- Week 1: Orientation & Introduction to Integrated
Communication
- OBJECTIVE OF COURSE: You will learn principles of
integrated organizational communication and apply them in class discussion and a project
to achieve working familiarity with planning and managing communication for organizational
goals.
- Principles: We teach guidelines and rules of thumb that you will apply in daily
work.
- Integrated organizational communication: We recognize all forms of communication
including written, visual, verbal, nonverbal, sensual and tactile. We believe that all
forms work together to achieve corporate goals.
- Class discussion: You will do exercises throughout the course and use these as a
basis for discussion along with the text and recent business news.
- Class discussion is 50 percent of the grade. The project is
the other 50 percent.
- You will be graded on answers that you give.
- Class exercises and discussion should lead to the project
that you will do. If you plan carefully, you can complete sections of your project through
class exercises.
- Project: The project you will complete should be based on work you do today.
- Focus on some aspect of your company's business and
communication and analyze it in detail.
- Your project should provide actionable steps to integrate
communication so it is more effective.
- You will be graded on:
- Accuracy: A precise statement of facts about the case that you are analyzing,
concise writing and practical courses of action.
- Brevity: Your reports should be tightly organized outlines.
- Solutions: Your recommended solutions to the challenges that you find should be
practical. Describe how you would implement the solution.
- Persuasiveness: You will present your case in class along with your initial
analysis for discussion by the class as a whole.
- Introduction to principles of integrated communication.
- A manager's job is to get results that ensure the survival
and success of a business.
- Managers use management tools to get a job done.
- Corporate Communications are tools that managers use to achieve productive and
profitable results.
- Managers should know which communication tools to use at a given time and how to
use them.
- Unfortunately, few business disciplines focus on
communication alone.
- Communication is a subset or assumed part of a management craft, such as
marketing, accounting, organizational behavior, etc.
- Academics and consultants often assume that managers know how to communicate.
This assumption is often wrong.
- Business specialties often focus on aspects of a manager's task but rarely on the
whole job.
- Managers often learn some of the languages of business but fail to understand
others. Hence, they are limited.
- Communication is a fundamental part of managerial craft and stands alongside
other skills that a manager practices to ensure the survival and success of a business.
- One need not know communication theory to practice
communication at a basic level, but to achieve great skill requires pragmatic
understanding of communication concepts.
- Keys to integrated communication:
- Business is a subset of communication. One may communicate and never conduct an
economic transaction, but one cannot conduct an economic transaction and not communicate.

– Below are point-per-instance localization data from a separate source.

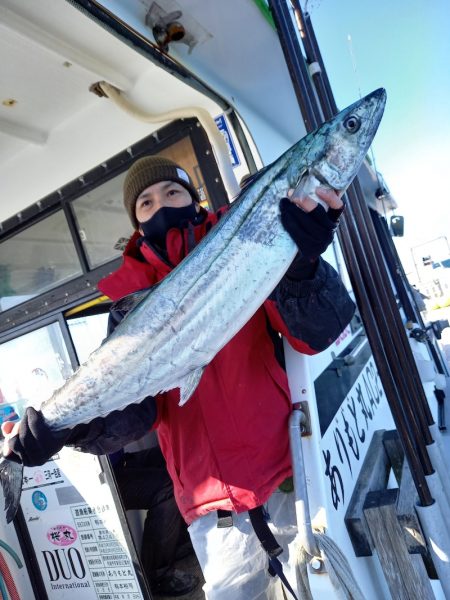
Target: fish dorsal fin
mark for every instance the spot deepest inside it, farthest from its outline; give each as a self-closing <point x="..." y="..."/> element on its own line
<point x="127" y="303"/>
<point x="189" y="384"/>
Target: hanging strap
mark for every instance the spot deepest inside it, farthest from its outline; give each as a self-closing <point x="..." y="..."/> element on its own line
<point x="258" y="519"/>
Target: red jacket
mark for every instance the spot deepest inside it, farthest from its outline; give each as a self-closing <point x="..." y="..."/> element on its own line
<point x="228" y="446"/>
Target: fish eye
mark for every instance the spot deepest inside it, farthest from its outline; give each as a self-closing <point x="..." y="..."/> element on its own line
<point x="352" y="123"/>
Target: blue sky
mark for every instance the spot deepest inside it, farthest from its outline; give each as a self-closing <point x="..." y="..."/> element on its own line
<point x="403" y="46"/>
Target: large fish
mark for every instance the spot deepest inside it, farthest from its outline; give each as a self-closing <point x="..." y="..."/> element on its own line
<point x="177" y="327"/>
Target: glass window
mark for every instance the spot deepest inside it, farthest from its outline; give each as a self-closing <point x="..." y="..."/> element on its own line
<point x="32" y="366"/>
<point x="102" y="222"/>
<point x="36" y="260"/>
<point x="88" y="334"/>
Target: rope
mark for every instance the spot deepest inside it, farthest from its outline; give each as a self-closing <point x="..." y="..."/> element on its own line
<point x="9" y="580"/>
<point x="336" y="565"/>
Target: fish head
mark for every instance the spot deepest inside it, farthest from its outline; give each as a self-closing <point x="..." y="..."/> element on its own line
<point x="335" y="151"/>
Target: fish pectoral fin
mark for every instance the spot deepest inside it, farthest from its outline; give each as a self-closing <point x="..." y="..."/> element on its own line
<point x="127" y="303"/>
<point x="189" y="385"/>
<point x="11" y="479"/>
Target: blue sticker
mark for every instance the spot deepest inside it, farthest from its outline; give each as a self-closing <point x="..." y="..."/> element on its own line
<point x="39" y="500"/>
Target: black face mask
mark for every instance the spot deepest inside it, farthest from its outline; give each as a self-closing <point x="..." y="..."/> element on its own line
<point x="156" y="228"/>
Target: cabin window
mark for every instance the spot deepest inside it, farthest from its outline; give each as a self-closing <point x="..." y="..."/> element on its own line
<point x="102" y="223"/>
<point x="33" y="366"/>
<point x="37" y="259"/>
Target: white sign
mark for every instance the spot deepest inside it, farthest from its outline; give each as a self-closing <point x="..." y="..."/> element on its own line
<point x="346" y="440"/>
<point x="76" y="531"/>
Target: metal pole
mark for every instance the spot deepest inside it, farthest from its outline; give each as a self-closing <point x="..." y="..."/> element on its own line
<point x="414" y="450"/>
<point x="390" y="316"/>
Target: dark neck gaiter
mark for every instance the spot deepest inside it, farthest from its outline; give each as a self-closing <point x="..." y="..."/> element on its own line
<point x="156" y="228"/>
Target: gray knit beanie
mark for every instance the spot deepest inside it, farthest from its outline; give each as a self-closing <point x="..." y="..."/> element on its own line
<point x="149" y="170"/>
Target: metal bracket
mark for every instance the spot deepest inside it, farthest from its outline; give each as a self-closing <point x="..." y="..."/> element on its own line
<point x="306" y="419"/>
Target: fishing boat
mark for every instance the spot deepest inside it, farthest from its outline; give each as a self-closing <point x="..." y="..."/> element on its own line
<point x="223" y="88"/>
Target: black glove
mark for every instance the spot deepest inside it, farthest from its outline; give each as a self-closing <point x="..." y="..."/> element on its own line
<point x="36" y="443"/>
<point x="312" y="232"/>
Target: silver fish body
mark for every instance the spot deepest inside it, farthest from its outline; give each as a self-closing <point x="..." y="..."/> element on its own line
<point x="178" y="326"/>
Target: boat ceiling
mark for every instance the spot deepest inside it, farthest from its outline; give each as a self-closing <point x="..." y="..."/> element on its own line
<point x="53" y="129"/>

- Every living thing communicates in some way and is limited in how it can
communicate by physical processes that it uses.
- Every human is limited in communication by his or her environment and senses, as
well as by the state of knowledge and of society before and during the time the person is
alive.
- Every human is limited in communication by how he or she views other humans.
- Questions and Answers. Discussion.
- Assignment for next week
- Perform an informal written inventory of communications tools that you use.
- Observe closely. You use more tools than you think you do.
- Come prepared to give your list and to add to it during discussion.